Here’s a question that’s relevant to my post from last week on competitive-intel:
Which of your local-search competitors is most worth learning from?
One obvious answer would be, “Whoever’s #1, Sherlock.”
A lot of times I’d agree that – all other things being equal – you should probably pay more attention to the King of the Hill than to the Prince of the Pile.
But what I’d really want to know is: Who’s stretching Google’s map?
Dig that D-ranked lawyer. Pretty much all the other attorneys in Jackson, TN are right in the middle of town. If not for that one guy, the map would be centered on central Jackson. But he causes the whole map to pull north – by 5 1/2 miles.
I’ve seen this kind of thing for years, and probably so have you. Much ink has been spilled on the “distance” topic.
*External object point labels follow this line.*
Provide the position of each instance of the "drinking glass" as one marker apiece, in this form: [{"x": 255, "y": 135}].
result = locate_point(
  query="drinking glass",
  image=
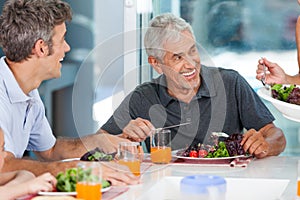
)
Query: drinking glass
[
  {"x": 89, "y": 179},
  {"x": 129, "y": 155},
  {"x": 160, "y": 150}
]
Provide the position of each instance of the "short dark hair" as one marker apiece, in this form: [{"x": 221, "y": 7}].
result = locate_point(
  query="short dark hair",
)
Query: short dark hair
[{"x": 23, "y": 22}]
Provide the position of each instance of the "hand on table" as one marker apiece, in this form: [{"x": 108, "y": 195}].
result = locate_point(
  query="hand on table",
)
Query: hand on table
[
  {"x": 45, "y": 182},
  {"x": 254, "y": 142},
  {"x": 275, "y": 74},
  {"x": 138, "y": 129}
]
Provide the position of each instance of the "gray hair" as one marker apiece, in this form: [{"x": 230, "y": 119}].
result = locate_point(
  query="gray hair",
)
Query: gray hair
[
  {"x": 161, "y": 29},
  {"x": 23, "y": 22}
]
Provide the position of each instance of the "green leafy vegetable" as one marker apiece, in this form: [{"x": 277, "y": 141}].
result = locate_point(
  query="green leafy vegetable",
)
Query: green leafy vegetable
[
  {"x": 282, "y": 93},
  {"x": 220, "y": 151},
  {"x": 66, "y": 181}
]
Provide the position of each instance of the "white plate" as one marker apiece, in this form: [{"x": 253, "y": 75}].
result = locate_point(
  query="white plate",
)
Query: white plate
[
  {"x": 67, "y": 193},
  {"x": 288, "y": 110},
  {"x": 221, "y": 160},
  {"x": 70, "y": 159}
]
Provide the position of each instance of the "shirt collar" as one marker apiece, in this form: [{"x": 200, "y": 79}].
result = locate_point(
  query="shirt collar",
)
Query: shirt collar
[
  {"x": 14, "y": 92},
  {"x": 207, "y": 88}
]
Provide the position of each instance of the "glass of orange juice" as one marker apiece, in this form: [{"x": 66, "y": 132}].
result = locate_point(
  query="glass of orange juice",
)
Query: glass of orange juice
[
  {"x": 160, "y": 150},
  {"x": 129, "y": 155},
  {"x": 89, "y": 178}
]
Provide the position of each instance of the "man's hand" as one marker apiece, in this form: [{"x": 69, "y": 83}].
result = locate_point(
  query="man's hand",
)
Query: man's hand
[
  {"x": 138, "y": 129},
  {"x": 255, "y": 143},
  {"x": 275, "y": 74}
]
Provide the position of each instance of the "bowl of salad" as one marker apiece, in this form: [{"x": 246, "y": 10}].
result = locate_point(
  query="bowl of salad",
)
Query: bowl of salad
[{"x": 285, "y": 98}]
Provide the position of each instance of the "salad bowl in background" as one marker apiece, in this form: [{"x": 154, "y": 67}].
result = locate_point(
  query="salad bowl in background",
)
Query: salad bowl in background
[{"x": 288, "y": 110}]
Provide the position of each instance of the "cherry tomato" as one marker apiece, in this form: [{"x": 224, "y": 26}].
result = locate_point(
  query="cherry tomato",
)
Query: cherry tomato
[
  {"x": 202, "y": 153},
  {"x": 193, "y": 154}
]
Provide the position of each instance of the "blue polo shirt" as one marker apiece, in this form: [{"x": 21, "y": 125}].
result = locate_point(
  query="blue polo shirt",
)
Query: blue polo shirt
[
  {"x": 22, "y": 117},
  {"x": 224, "y": 102}
]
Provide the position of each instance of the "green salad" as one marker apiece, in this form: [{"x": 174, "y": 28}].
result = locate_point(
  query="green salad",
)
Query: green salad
[{"x": 66, "y": 181}]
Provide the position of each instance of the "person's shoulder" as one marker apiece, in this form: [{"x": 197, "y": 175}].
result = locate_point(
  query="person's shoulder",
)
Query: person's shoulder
[{"x": 223, "y": 71}]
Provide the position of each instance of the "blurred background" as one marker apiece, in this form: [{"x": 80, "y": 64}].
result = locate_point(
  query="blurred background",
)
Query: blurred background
[{"x": 107, "y": 59}]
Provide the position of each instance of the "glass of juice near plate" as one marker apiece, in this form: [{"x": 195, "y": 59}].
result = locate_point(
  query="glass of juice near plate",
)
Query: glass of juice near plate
[
  {"x": 160, "y": 150},
  {"x": 89, "y": 179},
  {"x": 129, "y": 155}
]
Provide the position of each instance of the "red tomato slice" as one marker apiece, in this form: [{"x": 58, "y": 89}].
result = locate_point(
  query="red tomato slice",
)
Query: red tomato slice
[{"x": 202, "y": 153}]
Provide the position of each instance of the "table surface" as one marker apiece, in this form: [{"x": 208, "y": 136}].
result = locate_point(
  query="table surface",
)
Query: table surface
[{"x": 275, "y": 167}]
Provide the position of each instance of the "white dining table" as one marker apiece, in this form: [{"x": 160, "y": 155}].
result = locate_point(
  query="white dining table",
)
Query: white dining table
[{"x": 260, "y": 176}]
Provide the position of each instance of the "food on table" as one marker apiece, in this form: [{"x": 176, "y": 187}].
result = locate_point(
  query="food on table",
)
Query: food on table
[
  {"x": 97, "y": 155},
  {"x": 53, "y": 198},
  {"x": 289, "y": 94},
  {"x": 231, "y": 146},
  {"x": 66, "y": 181}
]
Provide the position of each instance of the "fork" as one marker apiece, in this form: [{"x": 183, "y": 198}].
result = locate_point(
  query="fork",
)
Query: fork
[{"x": 263, "y": 80}]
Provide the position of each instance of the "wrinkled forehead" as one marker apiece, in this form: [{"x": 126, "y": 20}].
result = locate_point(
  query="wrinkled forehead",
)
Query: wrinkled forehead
[{"x": 183, "y": 42}]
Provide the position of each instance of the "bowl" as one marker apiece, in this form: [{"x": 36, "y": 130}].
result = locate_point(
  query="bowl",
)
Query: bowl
[{"x": 288, "y": 110}]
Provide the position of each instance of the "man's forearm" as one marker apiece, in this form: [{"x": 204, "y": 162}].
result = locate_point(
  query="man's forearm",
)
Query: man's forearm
[{"x": 36, "y": 167}]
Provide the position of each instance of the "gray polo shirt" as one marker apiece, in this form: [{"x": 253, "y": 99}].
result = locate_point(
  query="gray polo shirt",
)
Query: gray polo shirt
[
  {"x": 225, "y": 102},
  {"x": 22, "y": 117}
]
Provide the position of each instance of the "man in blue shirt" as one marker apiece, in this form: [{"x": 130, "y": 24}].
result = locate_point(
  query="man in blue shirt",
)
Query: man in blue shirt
[{"x": 33, "y": 40}]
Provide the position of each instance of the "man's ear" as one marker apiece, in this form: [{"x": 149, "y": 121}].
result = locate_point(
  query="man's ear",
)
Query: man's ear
[
  {"x": 40, "y": 48},
  {"x": 155, "y": 64}
]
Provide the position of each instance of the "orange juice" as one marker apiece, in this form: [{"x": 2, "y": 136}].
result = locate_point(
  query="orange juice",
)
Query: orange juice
[
  {"x": 133, "y": 165},
  {"x": 161, "y": 155},
  {"x": 298, "y": 188},
  {"x": 88, "y": 191}
]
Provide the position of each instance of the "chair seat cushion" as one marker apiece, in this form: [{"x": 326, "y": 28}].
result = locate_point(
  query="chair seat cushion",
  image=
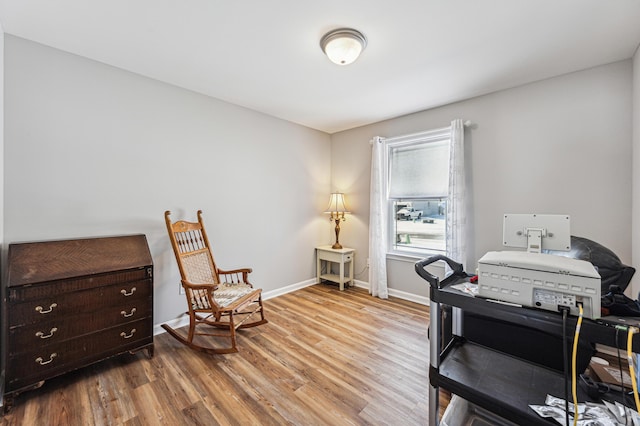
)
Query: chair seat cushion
[{"x": 225, "y": 295}]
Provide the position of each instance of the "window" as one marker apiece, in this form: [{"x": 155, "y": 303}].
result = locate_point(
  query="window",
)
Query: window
[{"x": 418, "y": 185}]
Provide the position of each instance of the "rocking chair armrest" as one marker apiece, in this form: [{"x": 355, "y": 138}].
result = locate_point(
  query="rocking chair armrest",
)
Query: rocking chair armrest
[
  {"x": 240, "y": 275},
  {"x": 200, "y": 286}
]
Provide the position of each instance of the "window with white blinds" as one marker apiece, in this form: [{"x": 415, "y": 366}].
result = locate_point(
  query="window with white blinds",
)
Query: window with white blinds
[{"x": 417, "y": 190}]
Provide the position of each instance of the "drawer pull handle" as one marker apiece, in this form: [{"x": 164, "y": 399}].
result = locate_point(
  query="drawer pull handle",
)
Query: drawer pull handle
[
  {"x": 127, "y": 315},
  {"x": 123, "y": 291},
  {"x": 41, "y": 361},
  {"x": 128, "y": 336},
  {"x": 41, "y": 310},
  {"x": 41, "y": 335}
]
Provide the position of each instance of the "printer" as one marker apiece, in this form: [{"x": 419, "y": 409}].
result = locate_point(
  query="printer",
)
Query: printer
[{"x": 540, "y": 280}]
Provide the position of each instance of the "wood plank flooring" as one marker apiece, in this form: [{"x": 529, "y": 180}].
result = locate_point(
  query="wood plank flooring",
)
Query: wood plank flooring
[{"x": 325, "y": 358}]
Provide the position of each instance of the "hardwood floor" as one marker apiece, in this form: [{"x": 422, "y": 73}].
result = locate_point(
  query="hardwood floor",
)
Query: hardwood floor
[{"x": 325, "y": 358}]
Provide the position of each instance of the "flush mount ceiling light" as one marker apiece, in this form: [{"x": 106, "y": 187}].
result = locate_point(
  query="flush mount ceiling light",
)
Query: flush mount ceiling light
[{"x": 343, "y": 46}]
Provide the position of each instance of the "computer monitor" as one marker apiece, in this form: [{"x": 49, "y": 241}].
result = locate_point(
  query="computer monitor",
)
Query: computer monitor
[{"x": 537, "y": 232}]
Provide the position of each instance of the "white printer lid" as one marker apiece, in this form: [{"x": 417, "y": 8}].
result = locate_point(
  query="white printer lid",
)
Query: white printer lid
[{"x": 541, "y": 262}]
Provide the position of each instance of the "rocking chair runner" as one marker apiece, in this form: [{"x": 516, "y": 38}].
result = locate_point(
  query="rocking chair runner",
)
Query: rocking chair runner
[{"x": 219, "y": 301}]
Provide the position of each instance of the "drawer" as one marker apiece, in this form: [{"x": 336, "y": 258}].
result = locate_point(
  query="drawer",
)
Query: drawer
[
  {"x": 70, "y": 304},
  {"x": 54, "y": 288},
  {"x": 335, "y": 257},
  {"x": 51, "y": 360},
  {"x": 43, "y": 333}
]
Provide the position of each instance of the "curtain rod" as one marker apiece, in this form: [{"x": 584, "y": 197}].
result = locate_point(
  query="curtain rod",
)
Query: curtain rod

But yesterday a conversation in the Local U forum (worth joining, by the way) made me think about it in a new way.
Ben Walsh of Baseline SEO asked a great question about the “attorney Jackson TN” example I just showed.
Then Dana DiTomaso said something that I thought was brilliant:
Find out whatever D is doing – they’ve managed to drag the map which means that they’re doing something right.
(Joy Hawkins of Imprezzio coined the “stretch the map” term.)
Turns out that the attorney who stretches that particular map isn’t doing anything extraordinary. On the one hand, he’s got clean citations, a page for every case type, a good homepage title tag, and no toxic links. But on the other hand, he’s got no Google reviews, no noteworthy links, and he doesn’t seem to be listed on many attorney-specific sites.
But being solid on the fundamentals is usually all you need to rank pretty well – if not to stretch the map.
I’ve had clients in that nice position, and I’ve had clients up against stretchy competitors.
Pay attention to businesses that stretch the map (in your market and in others). They’re easy enough to spot.
Darren Shaw says
Great post Phil. When I see a business like the guy in position D ranking well on dust, I start to think about user behavior like branded search, click through rate, driving directions, click to call on mobile, etc. Google is getting signals from somewhere that this is a rank-worthy business.
Phil says
My thoughts exactly, Darren. But one wonders how he’d get that kind of engagement in the first place; the name of his firm is like any other, and he doesn’t have any or many reviews.